Street talk in Shanghai

Street talk in Shanghai:
“Nice bike,” said the Chinese man in English as my brother cruised by on his sleek fixed-gear ride. It was not the first time his bike had garnered praise in a city where bicycles number in the millions. But it signaled a burgeoning curiosity among average Chinese who increasingly view bike riding as a poor person’s activity.
A slow liberalization combined with rapid economic growth have quickly transformed this authoritarian country. In just two decades its financial center, Shanghai, has grown from a port city once broken into foreign concessions to a hub of trade, design and commerce. And with new cash to burn the city’s residents have snapped up cars and electric scooters, replacing the bikes that once ruled the roads. Cycling enthusiasts lament the fact that bikes are not as prevalent as they once were, but they take heart in knowing that the fixed-gear trend they’re backing could lead to a small, but powerful resurgence.
“Chinese people are very curious about how elegant, how simple a fixie looks,” said Lucy Liu, a web designer and founder of citybikr.com.
She spends her free time taking pictures of people out riding, an attempt to inject new interest in the city’s biking traditions.

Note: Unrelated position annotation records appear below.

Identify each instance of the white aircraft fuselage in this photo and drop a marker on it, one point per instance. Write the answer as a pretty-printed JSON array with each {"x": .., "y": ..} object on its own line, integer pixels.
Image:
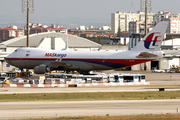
[{"x": 44, "y": 60}]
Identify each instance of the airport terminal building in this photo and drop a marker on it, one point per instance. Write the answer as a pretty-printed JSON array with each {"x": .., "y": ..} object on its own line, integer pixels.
[{"x": 59, "y": 41}]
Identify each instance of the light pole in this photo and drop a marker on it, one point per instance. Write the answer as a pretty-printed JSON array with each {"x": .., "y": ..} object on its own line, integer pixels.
[{"x": 28, "y": 7}]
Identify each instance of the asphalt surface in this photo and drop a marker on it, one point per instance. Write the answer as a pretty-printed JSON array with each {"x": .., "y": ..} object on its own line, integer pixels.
[
  {"x": 10, "y": 110},
  {"x": 169, "y": 81}
]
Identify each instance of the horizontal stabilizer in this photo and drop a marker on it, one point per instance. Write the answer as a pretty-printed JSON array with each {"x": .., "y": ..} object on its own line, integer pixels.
[{"x": 146, "y": 55}]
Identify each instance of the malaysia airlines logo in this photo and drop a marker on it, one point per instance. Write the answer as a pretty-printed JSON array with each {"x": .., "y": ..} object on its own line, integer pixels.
[
  {"x": 55, "y": 55},
  {"x": 149, "y": 43}
]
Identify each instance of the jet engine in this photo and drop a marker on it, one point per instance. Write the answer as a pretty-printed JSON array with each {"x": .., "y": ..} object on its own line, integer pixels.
[{"x": 41, "y": 69}]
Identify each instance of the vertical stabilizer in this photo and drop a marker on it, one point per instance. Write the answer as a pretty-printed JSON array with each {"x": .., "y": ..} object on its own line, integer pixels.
[{"x": 152, "y": 41}]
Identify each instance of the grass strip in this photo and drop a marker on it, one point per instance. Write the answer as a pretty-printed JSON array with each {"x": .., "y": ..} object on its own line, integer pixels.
[
  {"x": 91, "y": 96},
  {"x": 122, "y": 117}
]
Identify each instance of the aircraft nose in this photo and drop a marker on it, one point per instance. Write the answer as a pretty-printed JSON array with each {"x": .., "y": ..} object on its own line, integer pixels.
[{"x": 7, "y": 60}]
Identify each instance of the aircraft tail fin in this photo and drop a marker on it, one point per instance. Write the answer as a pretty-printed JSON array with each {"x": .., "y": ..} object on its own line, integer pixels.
[{"x": 152, "y": 41}]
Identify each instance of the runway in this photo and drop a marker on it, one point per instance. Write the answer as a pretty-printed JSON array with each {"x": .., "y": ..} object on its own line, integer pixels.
[
  {"x": 84, "y": 89},
  {"x": 169, "y": 81},
  {"x": 9, "y": 110}
]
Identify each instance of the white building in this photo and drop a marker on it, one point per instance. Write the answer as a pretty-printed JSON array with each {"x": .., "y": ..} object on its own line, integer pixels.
[{"x": 122, "y": 19}]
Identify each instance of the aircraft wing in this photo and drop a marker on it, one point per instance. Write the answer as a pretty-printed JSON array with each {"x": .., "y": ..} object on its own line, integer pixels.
[
  {"x": 58, "y": 63},
  {"x": 172, "y": 55},
  {"x": 146, "y": 55}
]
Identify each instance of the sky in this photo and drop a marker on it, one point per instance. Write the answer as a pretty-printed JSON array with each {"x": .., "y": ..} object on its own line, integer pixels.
[{"x": 73, "y": 13}]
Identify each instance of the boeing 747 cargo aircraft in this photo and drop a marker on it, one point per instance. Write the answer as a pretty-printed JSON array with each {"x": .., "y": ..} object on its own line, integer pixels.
[{"x": 45, "y": 60}]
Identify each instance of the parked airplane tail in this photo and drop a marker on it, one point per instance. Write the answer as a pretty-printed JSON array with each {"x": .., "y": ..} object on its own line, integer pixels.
[{"x": 152, "y": 41}]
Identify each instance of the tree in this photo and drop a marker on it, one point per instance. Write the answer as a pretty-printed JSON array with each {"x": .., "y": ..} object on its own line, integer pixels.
[{"x": 119, "y": 32}]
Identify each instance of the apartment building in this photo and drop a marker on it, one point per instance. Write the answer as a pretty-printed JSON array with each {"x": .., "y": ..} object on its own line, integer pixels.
[
  {"x": 122, "y": 19},
  {"x": 174, "y": 25},
  {"x": 38, "y": 28},
  {"x": 10, "y": 32},
  {"x": 164, "y": 15},
  {"x": 139, "y": 27}
]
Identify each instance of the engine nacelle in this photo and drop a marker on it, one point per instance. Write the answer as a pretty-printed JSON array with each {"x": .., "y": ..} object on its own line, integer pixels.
[{"x": 41, "y": 69}]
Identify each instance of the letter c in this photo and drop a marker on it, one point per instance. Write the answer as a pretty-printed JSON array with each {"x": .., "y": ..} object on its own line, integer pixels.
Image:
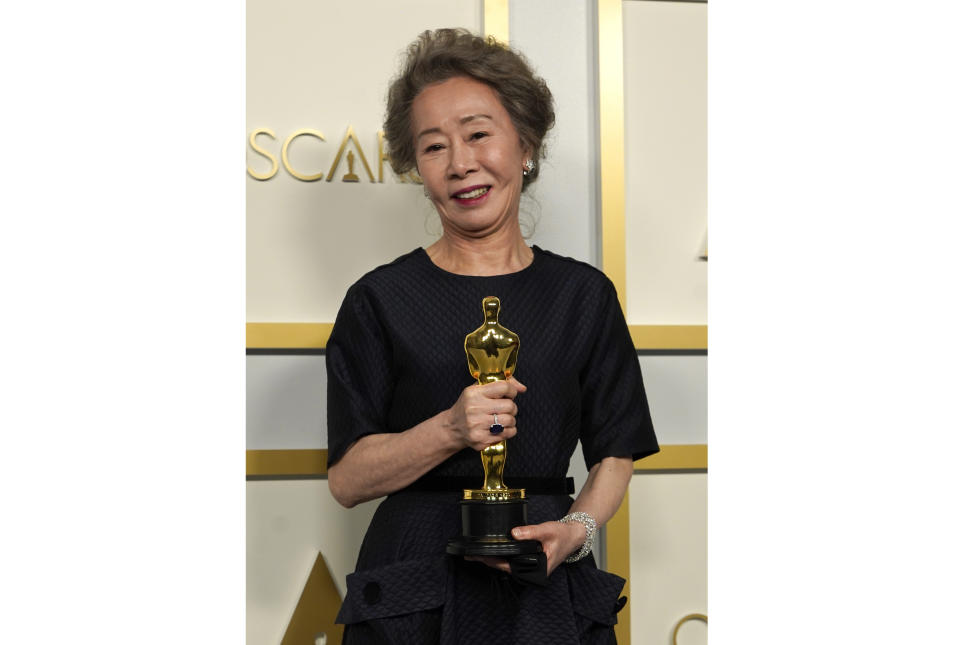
[{"x": 286, "y": 160}]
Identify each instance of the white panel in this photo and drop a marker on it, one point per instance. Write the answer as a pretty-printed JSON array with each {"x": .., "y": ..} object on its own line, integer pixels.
[
  {"x": 326, "y": 66},
  {"x": 677, "y": 391},
  {"x": 286, "y": 402},
  {"x": 668, "y": 557},
  {"x": 665, "y": 84},
  {"x": 287, "y": 523},
  {"x": 558, "y": 39}
]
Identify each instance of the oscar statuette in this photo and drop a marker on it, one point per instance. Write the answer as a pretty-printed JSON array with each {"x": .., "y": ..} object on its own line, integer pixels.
[{"x": 488, "y": 514}]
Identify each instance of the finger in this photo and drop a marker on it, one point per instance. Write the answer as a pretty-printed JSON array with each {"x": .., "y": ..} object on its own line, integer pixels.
[
  {"x": 503, "y": 418},
  {"x": 490, "y": 439}
]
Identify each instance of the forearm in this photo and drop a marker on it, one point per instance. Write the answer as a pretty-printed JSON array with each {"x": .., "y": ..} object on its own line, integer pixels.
[
  {"x": 379, "y": 464},
  {"x": 600, "y": 496}
]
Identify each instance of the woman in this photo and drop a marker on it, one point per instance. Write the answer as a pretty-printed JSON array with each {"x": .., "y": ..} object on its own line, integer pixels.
[{"x": 404, "y": 420}]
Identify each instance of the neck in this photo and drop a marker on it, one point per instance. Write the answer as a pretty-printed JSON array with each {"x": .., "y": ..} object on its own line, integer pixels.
[{"x": 493, "y": 255}]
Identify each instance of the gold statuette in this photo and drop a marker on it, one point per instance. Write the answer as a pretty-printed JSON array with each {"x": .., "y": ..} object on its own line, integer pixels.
[
  {"x": 492, "y": 356},
  {"x": 488, "y": 515}
]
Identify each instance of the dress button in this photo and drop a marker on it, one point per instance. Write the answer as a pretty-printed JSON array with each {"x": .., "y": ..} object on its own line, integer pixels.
[{"x": 371, "y": 593}]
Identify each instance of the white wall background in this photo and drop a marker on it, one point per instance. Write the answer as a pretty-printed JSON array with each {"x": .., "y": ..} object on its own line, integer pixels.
[{"x": 665, "y": 94}]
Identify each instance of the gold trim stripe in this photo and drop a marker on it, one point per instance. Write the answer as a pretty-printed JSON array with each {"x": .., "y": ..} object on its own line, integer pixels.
[
  {"x": 496, "y": 19},
  {"x": 288, "y": 335},
  {"x": 669, "y": 336},
  {"x": 613, "y": 250},
  {"x": 315, "y": 336},
  {"x": 286, "y": 462},
  {"x": 612, "y": 186},
  {"x": 314, "y": 462},
  {"x": 316, "y": 611}
]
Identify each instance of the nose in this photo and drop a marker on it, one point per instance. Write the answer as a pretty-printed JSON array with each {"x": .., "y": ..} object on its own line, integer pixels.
[{"x": 462, "y": 160}]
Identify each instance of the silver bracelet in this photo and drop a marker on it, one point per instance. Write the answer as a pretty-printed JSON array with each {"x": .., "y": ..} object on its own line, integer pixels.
[{"x": 590, "y": 524}]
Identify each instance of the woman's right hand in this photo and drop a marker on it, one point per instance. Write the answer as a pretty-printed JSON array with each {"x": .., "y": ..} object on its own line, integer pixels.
[{"x": 472, "y": 415}]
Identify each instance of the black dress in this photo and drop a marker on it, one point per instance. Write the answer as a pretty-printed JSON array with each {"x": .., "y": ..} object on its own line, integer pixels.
[{"x": 395, "y": 358}]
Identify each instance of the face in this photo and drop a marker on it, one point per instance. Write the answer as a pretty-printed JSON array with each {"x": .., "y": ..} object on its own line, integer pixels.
[{"x": 469, "y": 155}]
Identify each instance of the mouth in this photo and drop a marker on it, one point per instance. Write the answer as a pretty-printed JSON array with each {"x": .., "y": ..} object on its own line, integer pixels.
[{"x": 471, "y": 195}]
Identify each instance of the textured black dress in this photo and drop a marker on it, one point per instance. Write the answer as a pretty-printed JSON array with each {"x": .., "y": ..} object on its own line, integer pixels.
[{"x": 396, "y": 358}]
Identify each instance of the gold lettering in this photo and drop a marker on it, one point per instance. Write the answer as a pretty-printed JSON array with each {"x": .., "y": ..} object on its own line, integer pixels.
[
  {"x": 286, "y": 160},
  {"x": 273, "y": 160},
  {"x": 343, "y": 145},
  {"x": 384, "y": 156}
]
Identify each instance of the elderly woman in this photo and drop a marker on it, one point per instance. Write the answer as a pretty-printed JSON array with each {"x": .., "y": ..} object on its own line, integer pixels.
[{"x": 404, "y": 420}]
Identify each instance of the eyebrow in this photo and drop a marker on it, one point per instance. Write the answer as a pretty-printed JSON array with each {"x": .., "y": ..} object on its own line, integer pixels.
[{"x": 466, "y": 119}]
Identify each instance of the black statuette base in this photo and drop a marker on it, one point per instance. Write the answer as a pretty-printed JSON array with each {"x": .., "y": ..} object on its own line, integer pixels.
[{"x": 486, "y": 529}]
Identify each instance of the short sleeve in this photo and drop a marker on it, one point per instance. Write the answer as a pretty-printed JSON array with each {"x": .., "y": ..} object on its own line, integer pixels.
[
  {"x": 359, "y": 383},
  {"x": 615, "y": 419}
]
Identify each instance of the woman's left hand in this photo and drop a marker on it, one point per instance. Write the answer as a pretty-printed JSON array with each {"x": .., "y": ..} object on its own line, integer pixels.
[{"x": 558, "y": 540}]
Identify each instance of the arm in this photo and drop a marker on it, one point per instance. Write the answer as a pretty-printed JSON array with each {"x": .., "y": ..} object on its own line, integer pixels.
[
  {"x": 600, "y": 497},
  {"x": 379, "y": 464}
]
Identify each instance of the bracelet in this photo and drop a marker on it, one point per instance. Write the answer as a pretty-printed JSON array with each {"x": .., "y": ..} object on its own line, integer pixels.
[{"x": 590, "y": 524}]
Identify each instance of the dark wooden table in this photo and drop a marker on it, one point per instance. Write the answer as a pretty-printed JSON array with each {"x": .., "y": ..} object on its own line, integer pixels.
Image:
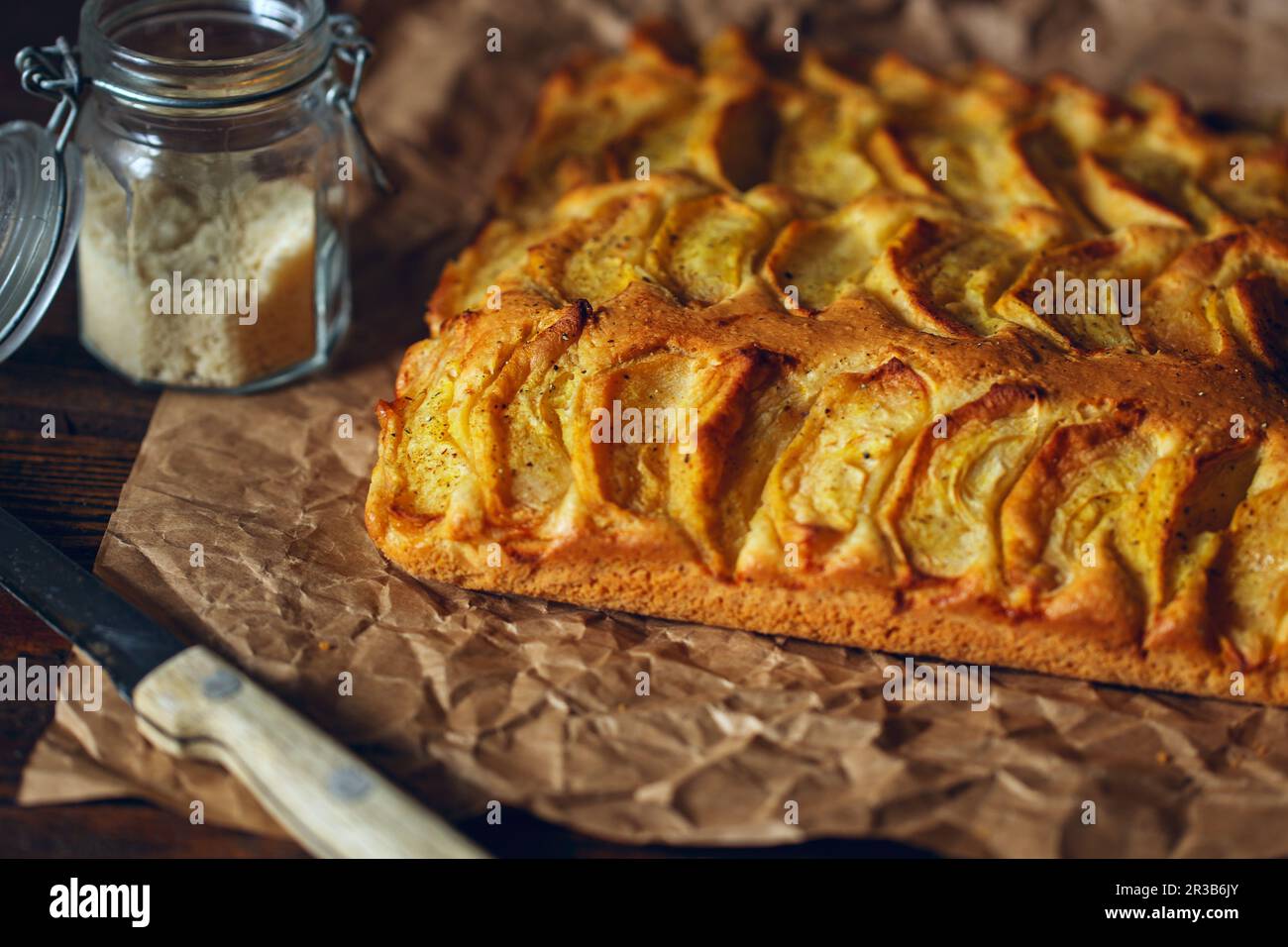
[{"x": 65, "y": 488}]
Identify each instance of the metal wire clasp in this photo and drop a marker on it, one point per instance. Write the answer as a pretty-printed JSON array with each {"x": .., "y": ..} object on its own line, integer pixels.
[
  {"x": 53, "y": 72},
  {"x": 352, "y": 48}
]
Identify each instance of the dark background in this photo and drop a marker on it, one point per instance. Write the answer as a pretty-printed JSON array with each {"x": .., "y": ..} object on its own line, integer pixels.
[{"x": 65, "y": 489}]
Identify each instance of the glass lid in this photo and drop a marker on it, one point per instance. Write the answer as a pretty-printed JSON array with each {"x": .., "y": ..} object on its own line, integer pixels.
[{"x": 40, "y": 210}]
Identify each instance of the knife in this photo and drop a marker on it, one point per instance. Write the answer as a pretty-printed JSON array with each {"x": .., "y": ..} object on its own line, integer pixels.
[{"x": 191, "y": 702}]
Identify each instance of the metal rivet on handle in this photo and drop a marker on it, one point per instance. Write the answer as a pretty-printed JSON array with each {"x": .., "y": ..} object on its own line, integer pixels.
[
  {"x": 348, "y": 783},
  {"x": 220, "y": 684}
]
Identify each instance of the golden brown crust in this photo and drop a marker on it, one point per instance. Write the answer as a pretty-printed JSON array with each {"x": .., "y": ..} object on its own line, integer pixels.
[{"x": 857, "y": 416}]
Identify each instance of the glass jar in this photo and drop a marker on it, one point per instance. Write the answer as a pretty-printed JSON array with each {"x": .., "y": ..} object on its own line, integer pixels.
[{"x": 215, "y": 151}]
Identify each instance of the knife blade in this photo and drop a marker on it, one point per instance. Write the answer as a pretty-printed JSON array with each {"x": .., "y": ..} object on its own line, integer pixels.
[
  {"x": 81, "y": 608},
  {"x": 191, "y": 702}
]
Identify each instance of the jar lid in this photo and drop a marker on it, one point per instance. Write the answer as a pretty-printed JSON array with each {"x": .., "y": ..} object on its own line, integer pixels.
[{"x": 40, "y": 215}]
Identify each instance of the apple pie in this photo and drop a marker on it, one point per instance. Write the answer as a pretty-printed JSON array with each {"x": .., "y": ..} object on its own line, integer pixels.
[{"x": 949, "y": 365}]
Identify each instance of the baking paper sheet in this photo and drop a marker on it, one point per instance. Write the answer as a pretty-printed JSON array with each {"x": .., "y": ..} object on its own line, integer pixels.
[{"x": 467, "y": 698}]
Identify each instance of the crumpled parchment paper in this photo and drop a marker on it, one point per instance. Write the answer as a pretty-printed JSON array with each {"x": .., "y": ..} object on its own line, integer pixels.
[{"x": 467, "y": 697}]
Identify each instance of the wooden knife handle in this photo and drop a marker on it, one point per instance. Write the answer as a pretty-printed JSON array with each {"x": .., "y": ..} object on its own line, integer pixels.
[{"x": 335, "y": 805}]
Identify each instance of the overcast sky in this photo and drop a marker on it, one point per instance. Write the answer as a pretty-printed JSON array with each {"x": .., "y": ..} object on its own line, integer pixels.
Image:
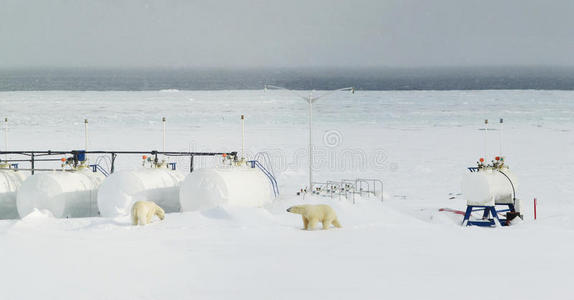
[{"x": 289, "y": 33}]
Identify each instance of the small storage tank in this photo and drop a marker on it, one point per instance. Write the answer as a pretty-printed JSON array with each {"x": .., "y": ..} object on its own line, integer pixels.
[
  {"x": 64, "y": 194},
  {"x": 236, "y": 186},
  {"x": 10, "y": 181},
  {"x": 489, "y": 186},
  {"x": 121, "y": 189}
]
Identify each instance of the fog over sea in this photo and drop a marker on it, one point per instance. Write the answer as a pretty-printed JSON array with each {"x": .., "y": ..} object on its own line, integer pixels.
[{"x": 467, "y": 78}]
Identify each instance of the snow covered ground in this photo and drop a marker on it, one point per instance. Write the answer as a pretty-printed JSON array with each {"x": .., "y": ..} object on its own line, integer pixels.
[{"x": 419, "y": 143}]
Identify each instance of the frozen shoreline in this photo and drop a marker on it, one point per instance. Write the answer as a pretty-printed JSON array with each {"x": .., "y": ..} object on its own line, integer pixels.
[{"x": 418, "y": 143}]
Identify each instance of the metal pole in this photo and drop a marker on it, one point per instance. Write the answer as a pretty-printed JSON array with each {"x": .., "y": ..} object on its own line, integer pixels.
[
  {"x": 485, "y": 132},
  {"x": 112, "y": 168},
  {"x": 163, "y": 124},
  {"x": 6, "y": 137},
  {"x": 501, "y": 135},
  {"x": 310, "y": 143},
  {"x": 86, "y": 134},
  {"x": 242, "y": 137},
  {"x": 32, "y": 163}
]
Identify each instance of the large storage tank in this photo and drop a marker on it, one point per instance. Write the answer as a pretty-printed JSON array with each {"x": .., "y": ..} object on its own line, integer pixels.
[
  {"x": 121, "y": 189},
  {"x": 10, "y": 182},
  {"x": 64, "y": 194},
  {"x": 489, "y": 186},
  {"x": 236, "y": 186}
]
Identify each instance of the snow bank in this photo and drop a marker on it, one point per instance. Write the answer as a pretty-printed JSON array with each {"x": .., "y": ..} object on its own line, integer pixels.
[
  {"x": 238, "y": 186},
  {"x": 64, "y": 194},
  {"x": 10, "y": 181},
  {"x": 120, "y": 190}
]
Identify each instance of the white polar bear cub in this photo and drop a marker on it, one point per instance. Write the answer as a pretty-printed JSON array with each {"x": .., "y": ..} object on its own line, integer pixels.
[
  {"x": 143, "y": 212},
  {"x": 316, "y": 213}
]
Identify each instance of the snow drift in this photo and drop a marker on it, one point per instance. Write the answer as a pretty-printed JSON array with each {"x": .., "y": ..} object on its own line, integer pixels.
[
  {"x": 10, "y": 181},
  {"x": 120, "y": 190},
  {"x": 236, "y": 186}
]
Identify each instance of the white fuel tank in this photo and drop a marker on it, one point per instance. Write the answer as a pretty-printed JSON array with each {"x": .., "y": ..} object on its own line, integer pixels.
[
  {"x": 64, "y": 194},
  {"x": 236, "y": 186},
  {"x": 121, "y": 189},
  {"x": 489, "y": 187},
  {"x": 10, "y": 181}
]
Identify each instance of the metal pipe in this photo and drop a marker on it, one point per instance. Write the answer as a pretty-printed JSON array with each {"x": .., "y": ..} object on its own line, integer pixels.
[
  {"x": 485, "y": 142},
  {"x": 163, "y": 125},
  {"x": 310, "y": 142},
  {"x": 242, "y": 137},
  {"x": 5, "y": 137},
  {"x": 501, "y": 135},
  {"x": 86, "y": 134}
]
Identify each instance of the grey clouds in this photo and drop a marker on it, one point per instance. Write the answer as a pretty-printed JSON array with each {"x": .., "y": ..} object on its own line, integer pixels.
[{"x": 244, "y": 34}]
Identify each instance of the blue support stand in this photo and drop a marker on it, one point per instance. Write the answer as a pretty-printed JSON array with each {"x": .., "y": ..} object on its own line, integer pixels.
[{"x": 487, "y": 211}]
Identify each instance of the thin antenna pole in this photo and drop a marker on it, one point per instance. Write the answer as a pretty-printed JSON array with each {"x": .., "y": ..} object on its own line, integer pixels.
[
  {"x": 163, "y": 129},
  {"x": 242, "y": 137},
  {"x": 5, "y": 137},
  {"x": 485, "y": 141},
  {"x": 310, "y": 190},
  {"x": 501, "y": 135},
  {"x": 86, "y": 134}
]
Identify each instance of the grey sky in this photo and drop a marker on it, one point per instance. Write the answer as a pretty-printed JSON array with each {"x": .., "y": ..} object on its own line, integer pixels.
[{"x": 289, "y": 33}]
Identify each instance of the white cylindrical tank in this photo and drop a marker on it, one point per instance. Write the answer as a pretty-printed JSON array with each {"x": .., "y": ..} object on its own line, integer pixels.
[
  {"x": 10, "y": 182},
  {"x": 236, "y": 186},
  {"x": 121, "y": 189},
  {"x": 489, "y": 187},
  {"x": 64, "y": 194}
]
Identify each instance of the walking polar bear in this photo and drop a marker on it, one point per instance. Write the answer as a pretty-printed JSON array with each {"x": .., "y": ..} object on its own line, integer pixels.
[
  {"x": 316, "y": 213},
  {"x": 143, "y": 212}
]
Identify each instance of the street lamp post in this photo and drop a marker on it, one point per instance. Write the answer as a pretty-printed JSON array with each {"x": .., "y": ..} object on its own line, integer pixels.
[{"x": 310, "y": 99}]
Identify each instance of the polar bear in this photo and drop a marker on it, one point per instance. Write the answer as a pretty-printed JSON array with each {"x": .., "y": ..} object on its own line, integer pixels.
[
  {"x": 316, "y": 213},
  {"x": 143, "y": 211}
]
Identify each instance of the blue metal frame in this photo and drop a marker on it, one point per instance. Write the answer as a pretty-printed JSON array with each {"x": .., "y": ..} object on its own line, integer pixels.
[
  {"x": 487, "y": 211},
  {"x": 96, "y": 168},
  {"x": 256, "y": 163}
]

But it’s not biking that makes Shanghai stand out among Chinese cities – the entire country rides bicycles.
It is the combination of old and new, alternative versus state doctrine, capitalism against socialism against the ability to simply think and act freely. Liu calls Shanghai, “perhaps the freest city in China,” and if one is deeply embedded enough in its subculture it certainly doesn’t feel like the repressive state so often showcased on newspaper pages.
Venture beyond the French concession and the glass and steel skyscrapers, however, and the gap between those benefiting from political capital and those still living according to tradition becomes very real and visible.
This is a city grappling with these growing pangs, the effects of which will linger long after economic growth starts to slow. What form those impacts will have has yet to be determined, but biking around Shanghai gives one a good perspective on just how this city is growing. It is China, and it is not, some say. But it is certainly worth all the attention it has been getting.